Using PostgreSQL as a Data Warehouse

Photo by Ryan Parker / Unsplash

At Narrator we support many data warehouses, including Postgres. Though it was designed for production systems, with a little tweaking Postgres can work extremely well as a data warehouse.  

For those that want to cut to the chase, here's the tl;dr



Differences Between Data Warehouses and Relational Databases

Production Queries

Typical production database queries select a few number of rows from a potentially large dataset. They're designed to answer lots of these types of questions quickly.

Imagine a web application – thousands of users at once might be querying for

select * from users where id = 1234

The database will be tuned to handle tons of these requests quickly (within milliseconds).

To support this, most databases, Postgres included, store data by rows – this allows efficient loading entire rows from disk. They make frequent use of indexes to quickly find a relatively small number of rows.

Analytical Queries

Analytical queries are typically the opposite:

  • A query will process many rows (often a large percentage of an entire table)
  • Queries can take several seconds to several minutes to complete
  • A query will select from a small number of columns from a wide (many-column) table

Because of this dedicated data warehouses (like Redshift, BigQuery, and Snowflake) use column-oriented storage and don't have indexes.

Credit: James Cheng

Holistics.io has a nice guide explaining this in a (lot) more detail.

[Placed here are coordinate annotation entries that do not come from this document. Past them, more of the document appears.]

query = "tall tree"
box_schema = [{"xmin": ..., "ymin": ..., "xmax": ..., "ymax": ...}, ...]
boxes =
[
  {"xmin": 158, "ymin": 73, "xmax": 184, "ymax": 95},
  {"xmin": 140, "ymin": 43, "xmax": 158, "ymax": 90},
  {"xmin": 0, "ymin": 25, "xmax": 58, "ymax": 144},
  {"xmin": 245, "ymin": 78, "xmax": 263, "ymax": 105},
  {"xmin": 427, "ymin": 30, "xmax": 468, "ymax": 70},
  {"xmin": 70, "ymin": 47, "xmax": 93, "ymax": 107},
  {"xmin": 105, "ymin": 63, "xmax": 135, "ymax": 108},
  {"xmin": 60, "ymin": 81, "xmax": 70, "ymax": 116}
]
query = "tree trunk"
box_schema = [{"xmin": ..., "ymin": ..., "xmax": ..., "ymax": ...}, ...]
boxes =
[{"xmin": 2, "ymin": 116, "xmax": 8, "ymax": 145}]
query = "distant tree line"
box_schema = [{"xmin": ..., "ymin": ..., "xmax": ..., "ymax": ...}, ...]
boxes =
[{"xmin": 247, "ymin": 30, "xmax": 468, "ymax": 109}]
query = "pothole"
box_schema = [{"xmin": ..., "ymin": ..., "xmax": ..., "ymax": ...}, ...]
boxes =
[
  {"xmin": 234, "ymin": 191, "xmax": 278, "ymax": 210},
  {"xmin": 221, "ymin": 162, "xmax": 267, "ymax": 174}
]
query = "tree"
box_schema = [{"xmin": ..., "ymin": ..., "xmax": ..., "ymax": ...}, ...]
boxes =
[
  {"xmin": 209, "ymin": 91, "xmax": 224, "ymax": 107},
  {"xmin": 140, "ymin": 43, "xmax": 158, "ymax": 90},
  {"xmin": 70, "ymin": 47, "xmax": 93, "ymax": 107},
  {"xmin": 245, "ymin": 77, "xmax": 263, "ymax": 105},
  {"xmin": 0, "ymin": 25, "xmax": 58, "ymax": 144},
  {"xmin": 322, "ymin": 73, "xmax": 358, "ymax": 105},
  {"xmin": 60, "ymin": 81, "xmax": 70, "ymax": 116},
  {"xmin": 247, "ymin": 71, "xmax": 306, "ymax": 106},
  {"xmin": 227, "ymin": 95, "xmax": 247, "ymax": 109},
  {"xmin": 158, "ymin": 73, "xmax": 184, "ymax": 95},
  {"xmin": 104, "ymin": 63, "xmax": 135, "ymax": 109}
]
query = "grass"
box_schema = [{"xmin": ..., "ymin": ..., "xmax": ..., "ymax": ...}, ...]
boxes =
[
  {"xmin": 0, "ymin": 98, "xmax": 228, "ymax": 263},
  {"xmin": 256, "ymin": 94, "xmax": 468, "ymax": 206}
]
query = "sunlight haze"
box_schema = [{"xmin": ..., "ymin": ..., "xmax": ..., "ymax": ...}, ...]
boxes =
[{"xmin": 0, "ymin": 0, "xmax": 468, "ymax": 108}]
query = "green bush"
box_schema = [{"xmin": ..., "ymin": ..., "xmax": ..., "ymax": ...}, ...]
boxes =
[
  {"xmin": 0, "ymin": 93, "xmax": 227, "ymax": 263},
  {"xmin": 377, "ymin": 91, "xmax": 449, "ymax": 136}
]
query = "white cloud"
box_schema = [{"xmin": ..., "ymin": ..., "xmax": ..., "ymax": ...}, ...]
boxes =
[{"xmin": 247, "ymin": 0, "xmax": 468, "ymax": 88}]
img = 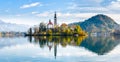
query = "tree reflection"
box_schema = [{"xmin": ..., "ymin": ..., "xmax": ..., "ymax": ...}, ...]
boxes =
[
  {"xmin": 28, "ymin": 36, "xmax": 86, "ymax": 58},
  {"xmin": 29, "ymin": 36, "xmax": 120, "ymax": 58}
]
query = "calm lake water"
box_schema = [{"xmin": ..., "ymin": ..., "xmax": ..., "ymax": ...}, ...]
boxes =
[{"xmin": 0, "ymin": 36, "xmax": 120, "ymax": 62}]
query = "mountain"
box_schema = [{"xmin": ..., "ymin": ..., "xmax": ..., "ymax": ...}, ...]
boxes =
[
  {"xmin": 75, "ymin": 14, "xmax": 118, "ymax": 32},
  {"xmin": 0, "ymin": 20, "xmax": 29, "ymax": 32}
]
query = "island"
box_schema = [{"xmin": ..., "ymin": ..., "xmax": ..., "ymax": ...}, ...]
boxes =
[{"xmin": 25, "ymin": 12, "xmax": 87, "ymax": 36}]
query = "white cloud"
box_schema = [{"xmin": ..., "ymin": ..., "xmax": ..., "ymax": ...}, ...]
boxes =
[
  {"xmin": 107, "ymin": 0, "xmax": 120, "ymax": 11},
  {"xmin": 20, "ymin": 2, "xmax": 42, "ymax": 9}
]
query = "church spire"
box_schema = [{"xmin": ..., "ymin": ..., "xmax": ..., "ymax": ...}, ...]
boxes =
[{"xmin": 54, "ymin": 12, "xmax": 57, "ymax": 25}]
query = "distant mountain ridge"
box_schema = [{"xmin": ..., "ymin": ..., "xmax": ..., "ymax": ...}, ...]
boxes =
[
  {"xmin": 74, "ymin": 14, "xmax": 118, "ymax": 32},
  {"xmin": 0, "ymin": 20, "xmax": 29, "ymax": 32}
]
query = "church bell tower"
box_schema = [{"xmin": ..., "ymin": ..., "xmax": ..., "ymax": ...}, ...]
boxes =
[{"xmin": 54, "ymin": 12, "xmax": 57, "ymax": 26}]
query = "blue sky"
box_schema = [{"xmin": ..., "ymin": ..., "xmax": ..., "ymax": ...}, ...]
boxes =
[{"xmin": 0, "ymin": 0, "xmax": 120, "ymax": 25}]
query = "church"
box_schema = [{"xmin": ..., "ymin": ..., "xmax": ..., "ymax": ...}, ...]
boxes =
[{"xmin": 47, "ymin": 12, "xmax": 57, "ymax": 29}]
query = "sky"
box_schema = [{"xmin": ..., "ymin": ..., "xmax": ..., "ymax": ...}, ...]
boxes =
[{"xmin": 0, "ymin": 0, "xmax": 120, "ymax": 25}]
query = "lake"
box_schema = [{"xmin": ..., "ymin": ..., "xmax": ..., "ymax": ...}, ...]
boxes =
[{"xmin": 0, "ymin": 36, "xmax": 120, "ymax": 62}]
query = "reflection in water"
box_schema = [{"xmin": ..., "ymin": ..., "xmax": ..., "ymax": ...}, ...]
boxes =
[
  {"xmin": 29, "ymin": 36, "xmax": 120, "ymax": 58},
  {"xmin": 80, "ymin": 36, "xmax": 120, "ymax": 55},
  {"xmin": 29, "ymin": 36, "xmax": 86, "ymax": 59}
]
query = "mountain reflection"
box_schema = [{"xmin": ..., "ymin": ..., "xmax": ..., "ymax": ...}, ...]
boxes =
[
  {"xmin": 29, "ymin": 36, "xmax": 120, "ymax": 58},
  {"xmin": 80, "ymin": 36, "xmax": 120, "ymax": 55}
]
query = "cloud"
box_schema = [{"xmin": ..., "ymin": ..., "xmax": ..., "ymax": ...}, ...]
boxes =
[
  {"xmin": 107, "ymin": 0, "xmax": 120, "ymax": 11},
  {"xmin": 20, "ymin": 2, "xmax": 42, "ymax": 9}
]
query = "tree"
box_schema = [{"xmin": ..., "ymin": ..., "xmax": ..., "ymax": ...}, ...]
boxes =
[{"xmin": 39, "ymin": 22, "xmax": 46, "ymax": 32}]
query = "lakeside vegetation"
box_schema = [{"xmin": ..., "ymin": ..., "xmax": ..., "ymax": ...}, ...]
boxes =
[{"xmin": 26, "ymin": 23, "xmax": 87, "ymax": 36}]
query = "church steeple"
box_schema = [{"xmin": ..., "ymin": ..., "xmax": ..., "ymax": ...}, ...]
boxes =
[{"xmin": 54, "ymin": 12, "xmax": 57, "ymax": 25}]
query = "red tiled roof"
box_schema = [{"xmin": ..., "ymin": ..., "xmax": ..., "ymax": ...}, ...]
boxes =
[{"xmin": 48, "ymin": 21, "xmax": 53, "ymax": 25}]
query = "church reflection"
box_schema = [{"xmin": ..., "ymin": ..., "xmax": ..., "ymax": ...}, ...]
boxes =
[
  {"xmin": 28, "ymin": 36, "xmax": 120, "ymax": 58},
  {"xmin": 28, "ymin": 36, "xmax": 86, "ymax": 59}
]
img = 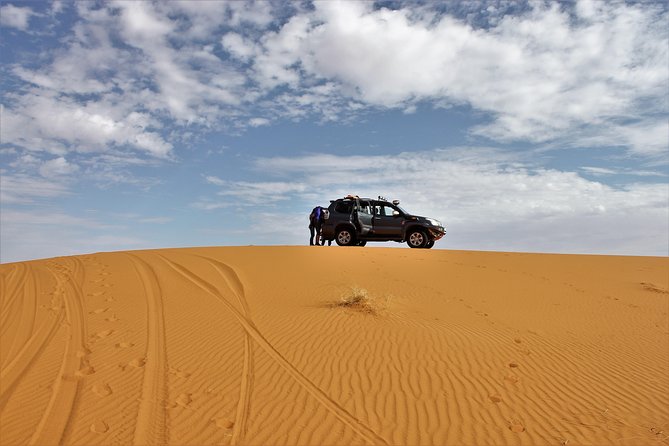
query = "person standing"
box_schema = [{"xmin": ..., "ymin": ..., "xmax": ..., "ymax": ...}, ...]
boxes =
[{"xmin": 309, "ymin": 206, "xmax": 323, "ymax": 246}]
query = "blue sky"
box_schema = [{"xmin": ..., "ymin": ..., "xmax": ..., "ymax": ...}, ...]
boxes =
[{"xmin": 0, "ymin": 0, "xmax": 669, "ymax": 262}]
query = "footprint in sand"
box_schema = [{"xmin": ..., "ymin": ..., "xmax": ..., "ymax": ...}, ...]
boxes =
[
  {"xmin": 174, "ymin": 393, "xmax": 193, "ymax": 407},
  {"xmin": 212, "ymin": 417, "xmax": 235, "ymax": 429},
  {"xmin": 504, "ymin": 374, "xmax": 520, "ymax": 384},
  {"xmin": 169, "ymin": 368, "xmax": 190, "ymax": 378},
  {"xmin": 95, "ymin": 330, "xmax": 114, "ymax": 339},
  {"xmin": 93, "ymin": 383, "xmax": 112, "ymax": 398},
  {"xmin": 509, "ymin": 420, "xmax": 525, "ymax": 434},
  {"xmin": 76, "ymin": 348, "xmax": 91, "ymax": 358},
  {"xmin": 74, "ymin": 365, "xmax": 95, "ymax": 378},
  {"xmin": 88, "ymin": 308, "xmax": 109, "ymax": 314},
  {"xmin": 128, "ymin": 358, "xmax": 146, "ymax": 369},
  {"xmin": 91, "ymin": 420, "xmax": 109, "ymax": 434}
]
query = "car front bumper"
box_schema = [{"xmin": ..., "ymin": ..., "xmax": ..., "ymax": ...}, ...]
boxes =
[{"xmin": 428, "ymin": 226, "xmax": 446, "ymax": 241}]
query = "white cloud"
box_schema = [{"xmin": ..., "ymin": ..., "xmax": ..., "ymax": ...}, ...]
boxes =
[
  {"xmin": 139, "ymin": 217, "xmax": 173, "ymax": 225},
  {"xmin": 3, "ymin": 1, "xmax": 669, "ymax": 158},
  {"xmin": 0, "ymin": 209, "xmax": 150, "ymax": 263},
  {"xmin": 244, "ymin": 2, "xmax": 669, "ymax": 150},
  {"xmin": 249, "ymin": 118, "xmax": 270, "ymax": 127},
  {"xmin": 0, "ymin": 172, "xmax": 70, "ymax": 204},
  {"xmin": 39, "ymin": 156, "xmax": 79, "ymax": 178},
  {"xmin": 0, "ymin": 5, "xmax": 35, "ymax": 31},
  {"xmin": 2, "ymin": 91, "xmax": 172, "ymax": 158}
]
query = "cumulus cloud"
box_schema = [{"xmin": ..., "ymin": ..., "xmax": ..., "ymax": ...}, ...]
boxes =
[
  {"xmin": 39, "ymin": 156, "xmax": 79, "ymax": 178},
  {"xmin": 0, "ymin": 172, "xmax": 71, "ymax": 206},
  {"xmin": 247, "ymin": 2, "xmax": 669, "ymax": 149},
  {"xmin": 3, "ymin": 1, "xmax": 669, "ymax": 157},
  {"xmin": 0, "ymin": 4, "xmax": 35, "ymax": 31}
]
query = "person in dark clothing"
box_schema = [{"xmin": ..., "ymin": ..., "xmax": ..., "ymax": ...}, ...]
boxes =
[{"xmin": 309, "ymin": 206, "xmax": 332, "ymax": 246}]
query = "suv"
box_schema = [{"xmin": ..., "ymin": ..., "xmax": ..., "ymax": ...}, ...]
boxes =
[{"xmin": 321, "ymin": 195, "xmax": 446, "ymax": 248}]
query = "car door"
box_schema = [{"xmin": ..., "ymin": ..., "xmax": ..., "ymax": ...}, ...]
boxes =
[
  {"xmin": 354, "ymin": 200, "xmax": 374, "ymax": 236},
  {"xmin": 374, "ymin": 202, "xmax": 404, "ymax": 238}
]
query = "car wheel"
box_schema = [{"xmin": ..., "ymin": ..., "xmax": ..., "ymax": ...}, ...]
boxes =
[
  {"xmin": 407, "ymin": 229, "xmax": 427, "ymax": 248},
  {"xmin": 335, "ymin": 228, "xmax": 355, "ymax": 246}
]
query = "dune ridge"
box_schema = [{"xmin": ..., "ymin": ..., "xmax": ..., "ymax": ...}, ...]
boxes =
[{"xmin": 0, "ymin": 247, "xmax": 669, "ymax": 445}]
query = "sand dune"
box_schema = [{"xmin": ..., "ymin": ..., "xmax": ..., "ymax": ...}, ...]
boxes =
[{"xmin": 0, "ymin": 247, "xmax": 669, "ymax": 445}]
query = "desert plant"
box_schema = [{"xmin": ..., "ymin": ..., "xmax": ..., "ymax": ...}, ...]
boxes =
[{"xmin": 333, "ymin": 286, "xmax": 390, "ymax": 315}]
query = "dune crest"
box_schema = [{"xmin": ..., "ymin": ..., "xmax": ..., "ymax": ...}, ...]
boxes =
[{"xmin": 0, "ymin": 247, "xmax": 669, "ymax": 445}]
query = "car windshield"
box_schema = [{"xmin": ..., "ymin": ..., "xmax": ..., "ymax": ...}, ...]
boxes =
[{"xmin": 395, "ymin": 205, "xmax": 411, "ymax": 215}]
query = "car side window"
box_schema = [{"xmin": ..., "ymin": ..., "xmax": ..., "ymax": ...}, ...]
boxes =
[
  {"xmin": 380, "ymin": 205, "xmax": 396, "ymax": 217},
  {"xmin": 335, "ymin": 201, "xmax": 352, "ymax": 214}
]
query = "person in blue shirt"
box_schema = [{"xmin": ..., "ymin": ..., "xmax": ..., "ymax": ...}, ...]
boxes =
[{"xmin": 309, "ymin": 206, "xmax": 323, "ymax": 246}]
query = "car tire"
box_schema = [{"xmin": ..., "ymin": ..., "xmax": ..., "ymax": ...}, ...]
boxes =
[
  {"xmin": 407, "ymin": 229, "xmax": 428, "ymax": 248},
  {"xmin": 335, "ymin": 228, "xmax": 356, "ymax": 246}
]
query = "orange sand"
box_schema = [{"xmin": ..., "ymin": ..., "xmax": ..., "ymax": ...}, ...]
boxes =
[{"xmin": 0, "ymin": 247, "xmax": 669, "ymax": 446}]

What this means for Postgres

Postgres, though row-oriented, can easily work with analytical queries too. It just requires a few tweaks and some measurement. Though Postgres is a great choice, keep in mind that a cloud-based warehouse like Snowflake will (in the long run) be easier to manage and maintain.


Configuring Postgres as a Data Warehouse

Word of caution: do NOT use your production Postgres instance for data reporting / metrics. A few queries are fine, but the workloads for analytics differ so much from typical production workloads that they will have a pretty strong performance impact on a production system.


Avoid Common Table Expressions

Common table expressions (CTEs) are also known as 'WITH' queries. They're a nice way to avoid deeply nested subqueries.

WITH my_expression AS (
    SELECT customer as name FROM my_table
)
SELECT name FROM my_expression

Unfortunately Postgres' query planner (prior to version 12) sees CTEs as a black box. Postgres will effectively compute the CTE by itself, materialize the result, then scan the result when used. In many cases this can slow down queries substantially.

In Narrator, removing 3 CTEs from some of our common queries sped them up by a factor of 4.

The easy fix is to rewrite CTEs as subqueries (or upgrade to 12).

SELECT name FROM (
    SELECT customer as name FROM my_table
)

It's a bit less readable with longer CTEs, but for analytics workloads the performance difference is worth it.


Use Indexes Sparingly

Indexes are actually less important for analytics workloads than for traditional production queries. In fact, dedicated warehouses like Redshift and Snowflake don't have them at all.

While an index is useful for quickly returning a small number of records, it doesn't help if a query requires most rows in a table. For example, a common query at Narrator is something like this

Get all email opens per customer and compute the conversion rate to viewing the home page grouped by month.

Without writing out the SQL it's pretty clear this query could cover a lot of rows. It has to consider all customers, all email opens, and all page views (where page = '/').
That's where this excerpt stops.